FORT MYERS, Fla. — Major League Baseball is changing its rules again in an attempt to quicken things up. But while the idea of pitchers facing three batters at minimum seems like it would have a dramatic impact on the game, the Twins aren’t quite sure.
New this year, pitchers will have to face a minimum of three batters, unless they come in in the middle of the inning and finish it off. MLB announced the rule change Wednesday, Feb. 12, which was expected, and plans to put it into play on Mar. 12.
While there are plenty of ways this rule might change the game, some scenarios might not necessarily present themselves until the rule is actually put in place. For now, the affect on the Twins seems like it could be lighter than on other teams because they haven’t really been operating with a lefty specialist to begin with. Primarily, it will change the role of the LOOGY — the left-handed one-out guy.
“We have a lot of guys that are pretty strong against really anyone they’re facing,” manager Rocco Baldelli said. “We don’t have specialty guys. We have some guys that are especially good against a certain side of the plate, but they compete very well against the opposite handedness.”

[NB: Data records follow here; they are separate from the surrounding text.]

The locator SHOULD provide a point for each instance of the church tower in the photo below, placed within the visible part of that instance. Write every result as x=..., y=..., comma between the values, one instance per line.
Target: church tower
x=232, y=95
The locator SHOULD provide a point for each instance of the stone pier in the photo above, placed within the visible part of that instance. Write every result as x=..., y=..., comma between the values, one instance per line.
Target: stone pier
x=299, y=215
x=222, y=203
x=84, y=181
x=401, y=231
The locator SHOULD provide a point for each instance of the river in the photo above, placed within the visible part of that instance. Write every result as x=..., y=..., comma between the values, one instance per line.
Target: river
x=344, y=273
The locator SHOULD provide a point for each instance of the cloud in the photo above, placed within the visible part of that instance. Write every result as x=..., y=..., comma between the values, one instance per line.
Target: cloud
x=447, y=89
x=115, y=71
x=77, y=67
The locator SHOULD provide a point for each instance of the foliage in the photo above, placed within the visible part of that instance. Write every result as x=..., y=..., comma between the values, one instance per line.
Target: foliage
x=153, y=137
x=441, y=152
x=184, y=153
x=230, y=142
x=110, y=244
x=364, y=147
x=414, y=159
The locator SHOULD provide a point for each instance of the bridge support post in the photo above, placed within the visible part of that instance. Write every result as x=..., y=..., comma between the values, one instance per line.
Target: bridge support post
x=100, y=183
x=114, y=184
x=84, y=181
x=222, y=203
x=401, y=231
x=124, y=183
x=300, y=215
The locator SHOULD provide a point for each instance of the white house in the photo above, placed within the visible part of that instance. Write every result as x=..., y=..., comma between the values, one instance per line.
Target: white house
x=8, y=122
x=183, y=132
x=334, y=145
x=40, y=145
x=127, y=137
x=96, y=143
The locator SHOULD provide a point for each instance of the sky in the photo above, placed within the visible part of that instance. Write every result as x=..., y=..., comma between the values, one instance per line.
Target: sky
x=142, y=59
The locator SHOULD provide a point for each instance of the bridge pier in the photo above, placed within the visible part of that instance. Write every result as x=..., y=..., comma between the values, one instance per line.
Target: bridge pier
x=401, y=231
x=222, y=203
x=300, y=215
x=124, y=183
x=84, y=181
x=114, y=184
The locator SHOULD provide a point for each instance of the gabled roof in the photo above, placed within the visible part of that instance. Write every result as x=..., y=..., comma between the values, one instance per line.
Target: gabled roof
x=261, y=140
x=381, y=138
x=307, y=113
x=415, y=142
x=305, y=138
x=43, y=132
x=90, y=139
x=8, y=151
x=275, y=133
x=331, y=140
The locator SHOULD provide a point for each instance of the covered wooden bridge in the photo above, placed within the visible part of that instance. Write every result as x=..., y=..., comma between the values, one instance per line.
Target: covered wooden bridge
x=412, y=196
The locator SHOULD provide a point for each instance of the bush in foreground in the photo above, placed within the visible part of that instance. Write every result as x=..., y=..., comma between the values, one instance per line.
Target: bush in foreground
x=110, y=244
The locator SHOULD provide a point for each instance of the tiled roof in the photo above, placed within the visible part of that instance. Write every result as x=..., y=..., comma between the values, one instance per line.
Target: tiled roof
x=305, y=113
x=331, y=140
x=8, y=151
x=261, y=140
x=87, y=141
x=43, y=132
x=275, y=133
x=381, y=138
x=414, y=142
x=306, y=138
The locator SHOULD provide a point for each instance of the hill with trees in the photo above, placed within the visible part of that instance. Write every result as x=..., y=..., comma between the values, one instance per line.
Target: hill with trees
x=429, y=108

The intent of the rule change is to cut down on the time spent making pitching changes, though the potential exists that if a guy is brought in who isn’t effective, more offense would be created, thus slowing down the game as a result.
Reliever Trevor May said he was in favor of pace of play initiatives in general, but perhaps not the methods that have been used to try to solve them. In this case, he said he doesn’t think it will affect pitchers as much as people think, especially in the American League.
The new rule could have an impact on how often pitchers are used in back-to-back games, as teams could decide not to bring someone in to finish an inning who pitched the day before just in case the inning extended past the one batter they were brought in to face.
“It’s definitely going to change things strategy-wise,” reliever Tyler Duffey said. “…I’m trying to think of a situation where you just needed to get one guy out and then this lefty you put in the game now has to face Nelson Cruz and (Miguel) Sano back to back or something … or (Josh) Donaldson.”
Duffey said he could foresee some interesting situations happening as a result of the new rule, and as he continued to talk about it, new ideas of how the rule could change things continued to form.
“It’s just one of those things we’ll have to see. I’m not mad that the rules got changed, but I don’t necessarily miss the old rules. But who knows,” reliever Zack Littell said. “Maybe after a year, I will. Maybe after a year, I won’t.”
Days after Twins utility player Marwin Gonzalez expressed regret for his role in the Houston Astros’ 2017 electronic sign-stealing scandal, many of his former teammates followed suit.
The scandal has rocked the baseball world and claimed the jobs of three managers — and former Astros general manager Jeff Luhnow — after an investigation found that the Astros used electronics to decode opponents’ signs in 2017 on their way to a World Series title.
“I am really sorry about the choices that were made by my team, by the organization and by me,” Alex Bregman told reporters. “I have learned from this, and I hope to regain the trust of baseball fans.”
Top prospect Royce Lewis appeared in Twins camp on Thursday, as did Ehire Adrianza, as position players continue to trickle in. Many minor leaguers already have reported to big-league camp, including fellow top prospects Alex Kirilloff and Trevor Larnach.
Gonzalez, Adrianza, Max Kepler, Byron Buxton, Jorge Polanco, Luis Arraez Jake Cave and LaMonte Wade Jr. are among the position players who have reported.